Paul believed that in Jesus God won a victory over sin. But the idea that God did this by paying Jesus to the Devil as the price for ransoming human beings would have made no sense to him. Certainly, the later explanation of God's victory over the Devil in terms of tricking him into unjustly killing Jesus was not at all in the horizons of his thought.

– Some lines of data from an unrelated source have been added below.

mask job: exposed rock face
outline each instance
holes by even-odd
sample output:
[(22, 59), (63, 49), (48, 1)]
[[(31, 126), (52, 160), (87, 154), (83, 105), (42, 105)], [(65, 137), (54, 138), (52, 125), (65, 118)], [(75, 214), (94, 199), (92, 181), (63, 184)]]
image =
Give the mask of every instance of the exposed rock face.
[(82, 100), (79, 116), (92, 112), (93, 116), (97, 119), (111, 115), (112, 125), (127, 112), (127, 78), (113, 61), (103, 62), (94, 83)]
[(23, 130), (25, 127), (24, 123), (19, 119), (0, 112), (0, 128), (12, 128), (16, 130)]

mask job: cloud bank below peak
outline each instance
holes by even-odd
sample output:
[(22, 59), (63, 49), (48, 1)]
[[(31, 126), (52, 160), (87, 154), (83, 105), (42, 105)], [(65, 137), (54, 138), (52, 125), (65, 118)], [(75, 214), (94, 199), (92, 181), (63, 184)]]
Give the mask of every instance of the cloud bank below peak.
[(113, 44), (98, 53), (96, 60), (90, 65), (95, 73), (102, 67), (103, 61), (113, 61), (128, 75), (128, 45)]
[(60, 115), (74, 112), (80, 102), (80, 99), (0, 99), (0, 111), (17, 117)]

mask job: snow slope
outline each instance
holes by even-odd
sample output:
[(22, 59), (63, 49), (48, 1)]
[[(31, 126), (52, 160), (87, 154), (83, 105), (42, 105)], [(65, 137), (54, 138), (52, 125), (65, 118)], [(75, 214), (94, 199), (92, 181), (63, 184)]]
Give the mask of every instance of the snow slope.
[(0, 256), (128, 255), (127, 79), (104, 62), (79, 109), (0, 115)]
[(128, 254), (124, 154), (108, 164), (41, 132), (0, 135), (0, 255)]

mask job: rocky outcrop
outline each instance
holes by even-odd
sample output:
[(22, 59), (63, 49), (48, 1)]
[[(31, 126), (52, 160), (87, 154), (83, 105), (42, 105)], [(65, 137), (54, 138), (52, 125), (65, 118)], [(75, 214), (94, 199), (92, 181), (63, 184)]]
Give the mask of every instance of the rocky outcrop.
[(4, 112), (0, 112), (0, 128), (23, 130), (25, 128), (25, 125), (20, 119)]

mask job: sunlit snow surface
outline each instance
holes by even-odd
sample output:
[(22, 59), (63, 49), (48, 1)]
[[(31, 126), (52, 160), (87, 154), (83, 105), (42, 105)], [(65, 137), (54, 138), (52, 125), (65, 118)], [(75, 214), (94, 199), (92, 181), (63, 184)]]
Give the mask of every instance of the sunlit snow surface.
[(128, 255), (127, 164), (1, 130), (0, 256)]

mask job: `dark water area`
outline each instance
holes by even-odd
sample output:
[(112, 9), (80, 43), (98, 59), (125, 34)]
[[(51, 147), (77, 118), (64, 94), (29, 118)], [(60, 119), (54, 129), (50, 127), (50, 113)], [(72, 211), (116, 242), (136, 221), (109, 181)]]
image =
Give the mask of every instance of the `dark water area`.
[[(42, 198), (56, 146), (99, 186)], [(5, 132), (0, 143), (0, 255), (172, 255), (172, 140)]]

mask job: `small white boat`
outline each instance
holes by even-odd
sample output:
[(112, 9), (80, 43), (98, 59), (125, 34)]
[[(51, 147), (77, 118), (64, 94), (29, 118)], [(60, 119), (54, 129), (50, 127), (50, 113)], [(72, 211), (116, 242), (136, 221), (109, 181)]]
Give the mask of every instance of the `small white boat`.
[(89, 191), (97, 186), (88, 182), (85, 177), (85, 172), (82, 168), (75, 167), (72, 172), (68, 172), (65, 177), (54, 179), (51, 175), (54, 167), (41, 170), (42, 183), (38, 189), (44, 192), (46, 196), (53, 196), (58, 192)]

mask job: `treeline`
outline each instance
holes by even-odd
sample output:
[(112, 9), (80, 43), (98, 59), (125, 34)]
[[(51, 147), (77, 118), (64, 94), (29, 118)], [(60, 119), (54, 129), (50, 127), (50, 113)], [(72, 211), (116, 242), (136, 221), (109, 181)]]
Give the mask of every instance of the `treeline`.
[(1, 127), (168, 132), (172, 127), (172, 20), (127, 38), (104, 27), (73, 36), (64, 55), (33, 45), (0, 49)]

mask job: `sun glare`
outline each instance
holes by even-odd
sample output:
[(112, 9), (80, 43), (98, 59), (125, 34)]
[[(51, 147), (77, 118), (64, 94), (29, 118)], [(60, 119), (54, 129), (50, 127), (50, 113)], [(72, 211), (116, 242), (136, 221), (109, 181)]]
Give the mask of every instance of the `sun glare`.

Jesus saves us by being radically faithful. This faithfulness shows us the true character of God's justice. This whole passage emphasizes God's disclosing and demonstrating this paradoxical justice that would more typically be called mercy. The disclosure transforms the relation of God and the world from one of wrath of one of love. Human participation is this new transformed situation is by faithfulness. This faithfulness is a participation in the faithfulness of Jesus. God views those who participate in Jesus' faithfulness in terms of the justice to which they thereby attain rather than in terms of their continuing sinfulness. This participation in Jesus' faithfulness entails readiness to suffer with Jesus. In baptism we participate in Jesus' death and burial. By thus being united with Jesus, the faithful live in confidence that they will rise with him and share in his glory.We are being asked to join in with Jesus by emulating his own faithfulness.
In discovering this interpretation of Paul's writings, Paul suddenly seems to me to be a much more interesting author than he did before. It is so easy to read Paul in the light of later theological interpretations, and as a result his words have often struck me as trite. But perhaps I wasn't giving Paul enough credit.